NVIDIA · dominicshanshan · Nov 7, 2025 · Nov 9, 2025 · Nov 12, 2025 · Nov 13, 2025
@@ -235,11 +235,11 @@ def _sample(
         logits_shape = logits.shape
         logits = logits.view(-1, logits_shape[-1])  # sampling_batch expects 2D logits
         if isinstance(sampling_params.top_k, int) and sampling_params.top_k > 1:
-            idx_next, probs = top_k_sampling_batch(
+            idx_next, probs, _ = top_k_sampling_batch(
                 logits, top_k=sampling_params.top_k, temperature=1.0
             )
         else:
-            idx_next, probs = greedy_search_sampling_batch(logits)
+            idx_next, probs, _ = greedy_search_sampling_batch(logits)

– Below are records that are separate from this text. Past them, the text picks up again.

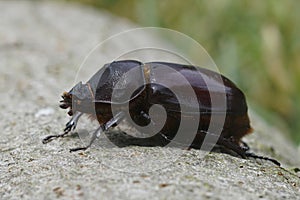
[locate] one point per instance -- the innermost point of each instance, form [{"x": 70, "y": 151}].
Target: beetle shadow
[{"x": 122, "y": 139}]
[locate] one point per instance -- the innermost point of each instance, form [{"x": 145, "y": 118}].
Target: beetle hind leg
[{"x": 243, "y": 150}]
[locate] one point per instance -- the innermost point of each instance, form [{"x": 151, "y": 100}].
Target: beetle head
[{"x": 79, "y": 98}]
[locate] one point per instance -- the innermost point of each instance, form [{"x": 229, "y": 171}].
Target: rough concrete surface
[{"x": 41, "y": 46}]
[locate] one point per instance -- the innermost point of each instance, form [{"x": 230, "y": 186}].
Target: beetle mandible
[{"x": 95, "y": 98}]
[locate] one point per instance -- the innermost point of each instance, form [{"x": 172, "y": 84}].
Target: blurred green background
[{"x": 255, "y": 43}]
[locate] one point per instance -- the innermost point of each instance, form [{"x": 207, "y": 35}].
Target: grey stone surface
[{"x": 41, "y": 47}]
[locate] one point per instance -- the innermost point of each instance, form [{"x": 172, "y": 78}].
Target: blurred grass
[{"x": 255, "y": 43}]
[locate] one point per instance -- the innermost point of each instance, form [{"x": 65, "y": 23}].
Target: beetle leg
[
  {"x": 71, "y": 125},
  {"x": 242, "y": 151},
  {"x": 104, "y": 127}
]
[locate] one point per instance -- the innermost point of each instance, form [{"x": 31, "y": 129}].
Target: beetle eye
[{"x": 81, "y": 92}]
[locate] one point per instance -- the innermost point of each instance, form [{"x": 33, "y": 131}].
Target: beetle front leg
[
  {"x": 71, "y": 125},
  {"x": 104, "y": 127}
]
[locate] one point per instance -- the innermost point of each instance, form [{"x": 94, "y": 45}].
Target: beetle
[{"x": 110, "y": 86}]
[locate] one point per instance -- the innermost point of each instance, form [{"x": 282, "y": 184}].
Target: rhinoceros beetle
[{"x": 110, "y": 87}]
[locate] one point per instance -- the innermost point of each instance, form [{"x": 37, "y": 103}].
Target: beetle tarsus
[
  {"x": 49, "y": 138},
  {"x": 104, "y": 127},
  {"x": 252, "y": 155},
  {"x": 71, "y": 125}
]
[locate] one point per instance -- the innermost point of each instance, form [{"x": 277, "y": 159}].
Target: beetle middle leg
[
  {"x": 71, "y": 125},
  {"x": 104, "y": 127}
]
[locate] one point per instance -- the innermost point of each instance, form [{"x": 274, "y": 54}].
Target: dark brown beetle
[{"x": 111, "y": 85}]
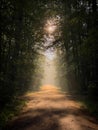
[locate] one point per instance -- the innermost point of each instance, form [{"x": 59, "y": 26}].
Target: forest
[{"x": 25, "y": 38}]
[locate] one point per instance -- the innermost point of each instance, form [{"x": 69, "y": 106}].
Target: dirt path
[{"x": 51, "y": 109}]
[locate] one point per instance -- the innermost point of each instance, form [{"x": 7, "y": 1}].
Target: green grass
[{"x": 10, "y": 110}]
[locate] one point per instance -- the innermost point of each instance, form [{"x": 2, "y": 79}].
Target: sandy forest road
[{"x": 51, "y": 109}]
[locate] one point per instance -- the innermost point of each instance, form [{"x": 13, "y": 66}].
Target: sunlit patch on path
[{"x": 51, "y": 109}]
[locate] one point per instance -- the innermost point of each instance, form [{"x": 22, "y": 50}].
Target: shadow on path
[{"x": 51, "y": 109}]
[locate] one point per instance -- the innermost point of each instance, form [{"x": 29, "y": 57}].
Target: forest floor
[{"x": 51, "y": 109}]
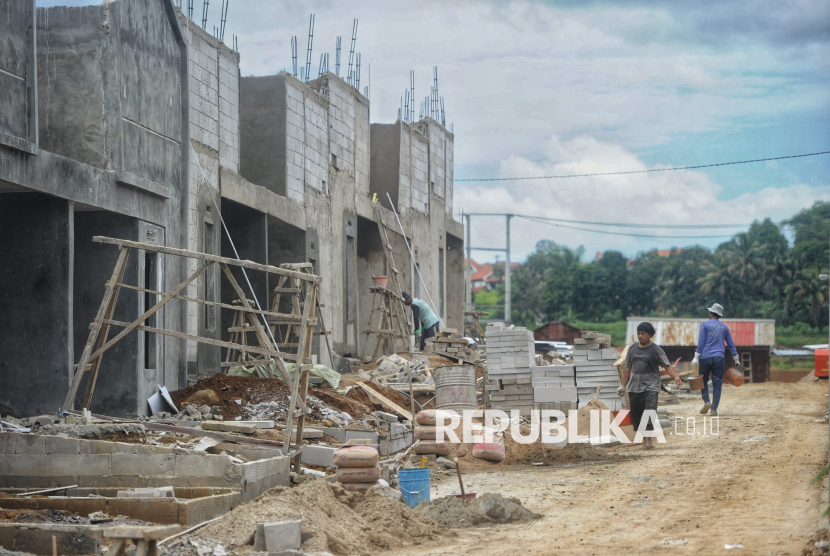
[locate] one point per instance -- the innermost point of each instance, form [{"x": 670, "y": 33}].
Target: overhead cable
[
  {"x": 609, "y": 232},
  {"x": 563, "y": 176}
]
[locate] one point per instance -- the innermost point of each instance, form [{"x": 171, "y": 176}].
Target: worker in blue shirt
[
  {"x": 423, "y": 313},
  {"x": 710, "y": 357}
]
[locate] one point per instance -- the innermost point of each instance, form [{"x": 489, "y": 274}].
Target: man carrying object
[
  {"x": 710, "y": 356},
  {"x": 642, "y": 377}
]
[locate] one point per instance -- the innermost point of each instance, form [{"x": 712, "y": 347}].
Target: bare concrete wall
[
  {"x": 262, "y": 120},
  {"x": 35, "y": 305},
  {"x": 18, "y": 78},
  {"x": 386, "y": 164}
]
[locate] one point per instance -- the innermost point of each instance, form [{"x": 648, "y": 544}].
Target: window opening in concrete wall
[
  {"x": 150, "y": 299},
  {"x": 441, "y": 282},
  {"x": 416, "y": 281},
  {"x": 351, "y": 275},
  {"x": 746, "y": 361},
  {"x": 210, "y": 281}
]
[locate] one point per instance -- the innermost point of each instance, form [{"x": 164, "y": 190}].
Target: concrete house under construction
[{"x": 127, "y": 120}]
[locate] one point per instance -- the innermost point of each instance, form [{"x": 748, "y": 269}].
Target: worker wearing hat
[
  {"x": 710, "y": 356},
  {"x": 422, "y": 312},
  {"x": 642, "y": 377}
]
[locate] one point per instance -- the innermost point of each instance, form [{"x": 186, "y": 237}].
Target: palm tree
[{"x": 807, "y": 288}]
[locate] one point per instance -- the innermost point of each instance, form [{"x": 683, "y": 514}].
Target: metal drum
[{"x": 455, "y": 387}]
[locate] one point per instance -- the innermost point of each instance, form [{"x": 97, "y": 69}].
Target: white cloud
[{"x": 660, "y": 198}]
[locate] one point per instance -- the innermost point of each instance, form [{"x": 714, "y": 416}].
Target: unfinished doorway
[{"x": 248, "y": 228}]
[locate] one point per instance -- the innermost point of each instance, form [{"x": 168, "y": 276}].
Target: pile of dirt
[
  {"x": 334, "y": 520},
  {"x": 486, "y": 509},
  {"x": 525, "y": 454},
  {"x": 268, "y": 398}
]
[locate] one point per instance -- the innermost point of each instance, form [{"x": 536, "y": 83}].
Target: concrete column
[{"x": 507, "y": 292}]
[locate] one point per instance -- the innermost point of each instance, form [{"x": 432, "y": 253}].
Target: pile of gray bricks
[
  {"x": 510, "y": 359},
  {"x": 554, "y": 387},
  {"x": 594, "y": 360}
]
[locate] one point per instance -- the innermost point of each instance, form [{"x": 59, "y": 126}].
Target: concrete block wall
[
  {"x": 29, "y": 460},
  {"x": 213, "y": 83},
  {"x": 418, "y": 171}
]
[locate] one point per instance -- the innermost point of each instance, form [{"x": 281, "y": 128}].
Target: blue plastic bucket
[{"x": 414, "y": 485}]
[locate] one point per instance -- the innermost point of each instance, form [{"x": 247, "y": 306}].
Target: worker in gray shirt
[{"x": 642, "y": 377}]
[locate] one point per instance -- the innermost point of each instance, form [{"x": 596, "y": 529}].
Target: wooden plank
[
  {"x": 151, "y": 311},
  {"x": 214, "y": 303},
  {"x": 204, "y": 256},
  {"x": 264, "y": 339},
  {"x": 211, "y": 341},
  {"x": 103, "y": 311},
  {"x": 384, "y": 400},
  {"x": 155, "y": 532}
]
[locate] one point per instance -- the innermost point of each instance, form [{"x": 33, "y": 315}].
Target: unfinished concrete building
[{"x": 127, "y": 120}]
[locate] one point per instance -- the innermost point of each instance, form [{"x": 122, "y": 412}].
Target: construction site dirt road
[{"x": 749, "y": 485}]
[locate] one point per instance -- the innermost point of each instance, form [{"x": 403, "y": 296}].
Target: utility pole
[
  {"x": 507, "y": 301},
  {"x": 468, "y": 274}
]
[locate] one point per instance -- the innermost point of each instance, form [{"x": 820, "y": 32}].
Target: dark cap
[{"x": 646, "y": 327}]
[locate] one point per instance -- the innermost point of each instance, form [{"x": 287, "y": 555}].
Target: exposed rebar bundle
[{"x": 308, "y": 51}]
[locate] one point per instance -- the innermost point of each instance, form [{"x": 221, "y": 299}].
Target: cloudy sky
[{"x": 545, "y": 88}]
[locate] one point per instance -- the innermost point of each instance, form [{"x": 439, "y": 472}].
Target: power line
[
  {"x": 645, "y": 171},
  {"x": 617, "y": 224},
  {"x": 609, "y": 232}
]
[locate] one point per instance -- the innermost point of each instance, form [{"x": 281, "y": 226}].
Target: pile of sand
[
  {"x": 484, "y": 510},
  {"x": 335, "y": 520}
]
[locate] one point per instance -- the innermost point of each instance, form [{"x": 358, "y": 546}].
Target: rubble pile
[
  {"x": 391, "y": 371},
  {"x": 449, "y": 344},
  {"x": 486, "y": 509},
  {"x": 334, "y": 520}
]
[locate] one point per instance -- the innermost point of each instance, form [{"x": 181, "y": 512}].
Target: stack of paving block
[
  {"x": 510, "y": 361},
  {"x": 554, "y": 387},
  {"x": 594, "y": 360},
  {"x": 448, "y": 342}
]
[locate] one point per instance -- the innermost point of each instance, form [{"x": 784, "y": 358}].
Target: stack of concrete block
[
  {"x": 554, "y": 387},
  {"x": 510, "y": 360},
  {"x": 594, "y": 360}
]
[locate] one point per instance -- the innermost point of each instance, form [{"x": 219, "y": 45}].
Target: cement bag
[
  {"x": 358, "y": 474},
  {"x": 424, "y": 432},
  {"x": 425, "y": 447},
  {"x": 489, "y": 451},
  {"x": 360, "y": 487},
  {"x": 355, "y": 456}
]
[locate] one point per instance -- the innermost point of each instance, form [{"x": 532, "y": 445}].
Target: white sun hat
[{"x": 716, "y": 308}]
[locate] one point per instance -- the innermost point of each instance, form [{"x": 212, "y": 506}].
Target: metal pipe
[
  {"x": 507, "y": 301},
  {"x": 468, "y": 274}
]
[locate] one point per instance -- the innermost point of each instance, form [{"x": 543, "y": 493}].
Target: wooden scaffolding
[
  {"x": 99, "y": 342},
  {"x": 394, "y": 326}
]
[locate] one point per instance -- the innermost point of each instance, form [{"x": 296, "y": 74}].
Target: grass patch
[
  {"x": 779, "y": 363},
  {"x": 615, "y": 329}
]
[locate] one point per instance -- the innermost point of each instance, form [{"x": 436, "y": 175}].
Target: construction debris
[
  {"x": 334, "y": 520},
  {"x": 486, "y": 509},
  {"x": 449, "y": 344}
]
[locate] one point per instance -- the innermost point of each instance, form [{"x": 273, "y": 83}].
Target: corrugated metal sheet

         idx_next = idx_next.view(logits_shape[:-1])
         return idx_next, probs
 

@@ -438,6 +438,8 @@ class LlmRequest(tensorrt_llm.bindings.internal.batch_manager.LlmRequest):
     """LlmRequest wraps `bindings.internal.batch_manager.LlmRequest`
     but detour some features to Python implementation"""
 
+    _logprob_params = None
+
     def __init__(
             self,
             *args,
@@ -797,6 +799,8 @@ def executor_request_to_llm_request(
         py_multimodal_data=getattr(executor_request, "py_multimodal_data",
                                    None),
         kv_cache_retention_config=executor_request.kv_cache_retention_config)

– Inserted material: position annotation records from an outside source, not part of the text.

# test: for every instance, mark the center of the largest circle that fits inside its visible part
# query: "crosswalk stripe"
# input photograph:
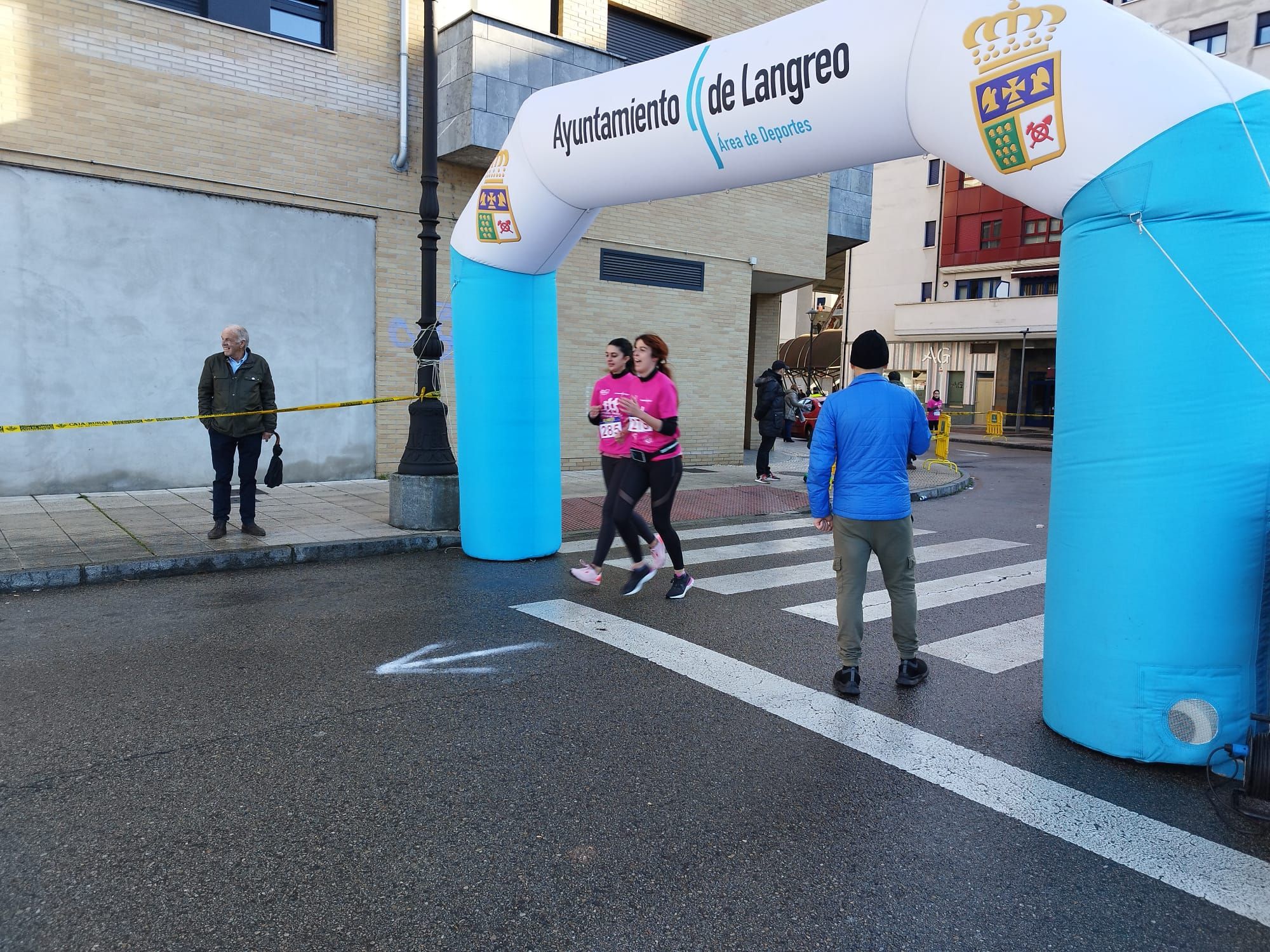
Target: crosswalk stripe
(998, 649)
(1200, 868)
(820, 572)
(755, 550)
(939, 592)
(746, 529)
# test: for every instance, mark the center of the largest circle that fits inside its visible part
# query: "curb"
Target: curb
(948, 489)
(97, 574)
(1037, 447)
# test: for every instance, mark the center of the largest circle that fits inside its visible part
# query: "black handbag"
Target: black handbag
(274, 475)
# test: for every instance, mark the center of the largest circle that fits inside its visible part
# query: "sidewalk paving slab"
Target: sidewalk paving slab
(51, 541)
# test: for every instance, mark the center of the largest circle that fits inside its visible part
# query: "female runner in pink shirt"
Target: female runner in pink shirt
(614, 459)
(657, 463)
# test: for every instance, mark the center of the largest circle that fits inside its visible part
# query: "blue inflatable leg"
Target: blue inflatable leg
(509, 402)
(1154, 633)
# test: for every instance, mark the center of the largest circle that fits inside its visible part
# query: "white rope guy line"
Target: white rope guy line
(1252, 143)
(1144, 230)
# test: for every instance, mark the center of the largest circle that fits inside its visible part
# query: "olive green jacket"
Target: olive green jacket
(224, 393)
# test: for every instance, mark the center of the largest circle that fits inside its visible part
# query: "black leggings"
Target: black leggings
(763, 464)
(664, 478)
(614, 468)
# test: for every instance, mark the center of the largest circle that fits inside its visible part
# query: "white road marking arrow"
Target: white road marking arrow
(407, 664)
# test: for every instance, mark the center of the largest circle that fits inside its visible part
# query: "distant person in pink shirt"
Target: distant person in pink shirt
(615, 444)
(933, 411)
(657, 463)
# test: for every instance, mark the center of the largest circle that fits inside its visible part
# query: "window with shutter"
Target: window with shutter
(638, 39)
(632, 268)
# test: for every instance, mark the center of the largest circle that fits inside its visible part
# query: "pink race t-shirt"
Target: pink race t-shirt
(608, 393)
(658, 398)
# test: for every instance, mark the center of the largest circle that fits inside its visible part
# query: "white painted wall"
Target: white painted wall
(114, 294)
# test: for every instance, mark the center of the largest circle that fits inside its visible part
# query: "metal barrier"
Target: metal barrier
(943, 432)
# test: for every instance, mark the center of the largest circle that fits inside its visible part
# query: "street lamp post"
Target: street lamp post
(813, 315)
(427, 450)
(424, 494)
(1023, 365)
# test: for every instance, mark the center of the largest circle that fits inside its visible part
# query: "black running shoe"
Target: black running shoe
(680, 587)
(912, 673)
(846, 682)
(639, 577)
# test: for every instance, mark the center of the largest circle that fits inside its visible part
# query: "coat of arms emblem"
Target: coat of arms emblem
(1018, 100)
(495, 219)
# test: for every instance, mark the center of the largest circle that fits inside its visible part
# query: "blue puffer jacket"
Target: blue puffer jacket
(868, 430)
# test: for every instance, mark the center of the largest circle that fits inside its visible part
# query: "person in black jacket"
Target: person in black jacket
(770, 413)
(237, 381)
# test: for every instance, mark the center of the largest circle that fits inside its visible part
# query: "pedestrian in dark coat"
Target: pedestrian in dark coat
(237, 381)
(770, 413)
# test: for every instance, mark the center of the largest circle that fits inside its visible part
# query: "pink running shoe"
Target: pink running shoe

+    llm_request._logprob_params = getattr(executor_request, "_logprob_params",
+                                          None)
     if child_req_ids:
         for child_id in child_req_ids:
             llm_request.create_child_request(child_id)

@@ -974,7 +974,7 @@ def _process_draft_tokens_rejection_sampling(
             else _request_strategy(request, vocab_size=2**31)
         )
         generator = self.get_generator(request.py_draft_logits.device)
-        _, draft_probs = sample(
+        _, draft_probs, _ = sample(
             draft_sampling_strategy,
             request.py_draft_logits,
             generator=generator,
@@ -1776,7 +1776,16 @@ def _process_requests(
         # Handle top-k logprobs. This is done outside the sampling loop,
         # because the returned logprobs are specified to not reflect temperature scaling,
         # top-k/top-p masking, etc.
+
         if return_log_probs:
+            logprobs_mode = None
+            for req in requests:
+                if req.py_num_logprobs:
+                    logprob_params = getattr(req, "_logprob_params", None)
+                    if logprob_params and hasattr(logprob_params, "logprobs_mode"):
+                        logprobs_mode = logprob_params.logprobs_mode
+                    break
+
             assert logits_cuda.dim() == 2, "logits should be 2D"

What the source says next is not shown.